I feel that the mere fact that you are asking for advice here indicates that you will be very supportive and an enormous help. Although very cliched, it is really one day at a time.
Take care, Samex
Ahhhh Dex of the big red head as we refer to it in our house. Sorry but my husband is king of humour deals with everything!!!
My husband also had a lot of fatigue. He has just finished 12 out of 12 scheduled treatmeants. Nausea was never much of a problem, but I always tried to schedule a coffee date with friends on disconnect day (which was day 3 for us) so he never felt embarrassed about taking a little kip in the arvo. by the time I had picked up the kids from school and stopped for a phantom supermarket visit, he was refreshed and ready to face the girls. for some reason he felt embarassed about feeling tired. Thursday was day 4 and worse again but I would spend the day with all the paperwork so he could nap at will.
I bought him a model helicopter to build also so he could have some down time with a reason.

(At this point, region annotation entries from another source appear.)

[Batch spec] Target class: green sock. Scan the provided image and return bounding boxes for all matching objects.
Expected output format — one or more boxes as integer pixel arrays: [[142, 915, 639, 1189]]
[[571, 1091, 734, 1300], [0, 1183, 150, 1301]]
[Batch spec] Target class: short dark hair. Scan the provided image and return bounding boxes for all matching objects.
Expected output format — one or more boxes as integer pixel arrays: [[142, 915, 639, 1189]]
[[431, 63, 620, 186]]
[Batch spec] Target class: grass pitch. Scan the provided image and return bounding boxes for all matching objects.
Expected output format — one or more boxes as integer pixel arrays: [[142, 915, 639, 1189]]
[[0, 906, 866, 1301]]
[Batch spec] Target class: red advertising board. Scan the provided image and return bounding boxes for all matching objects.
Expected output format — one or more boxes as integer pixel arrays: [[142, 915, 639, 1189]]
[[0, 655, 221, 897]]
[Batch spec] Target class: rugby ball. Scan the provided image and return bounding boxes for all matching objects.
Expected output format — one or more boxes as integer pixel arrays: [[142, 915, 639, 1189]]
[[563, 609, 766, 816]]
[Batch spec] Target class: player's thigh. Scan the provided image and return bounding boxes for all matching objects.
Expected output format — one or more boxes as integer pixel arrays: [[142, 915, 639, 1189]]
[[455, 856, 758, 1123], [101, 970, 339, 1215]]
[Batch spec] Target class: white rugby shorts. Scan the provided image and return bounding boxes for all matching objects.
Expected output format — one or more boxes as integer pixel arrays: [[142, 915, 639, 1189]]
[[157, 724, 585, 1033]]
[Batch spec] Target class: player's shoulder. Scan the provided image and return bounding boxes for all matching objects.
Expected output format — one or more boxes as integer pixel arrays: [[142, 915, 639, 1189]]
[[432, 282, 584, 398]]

My youngest would help him with that so it was also a good excuse for them to spend time together without being to active.
Isnt the section on here for family of people affected by cancer a wonderful support? It is the first place I have found for us to talk with others in the same predicament besides the oncology clinic and they are often to shell shocked or putting on the face to share much. And being able to hear from others who have had or have cancer themselves really really helped me to understand what my hubby was going through.
Keep reading Nikki as there is always something to help.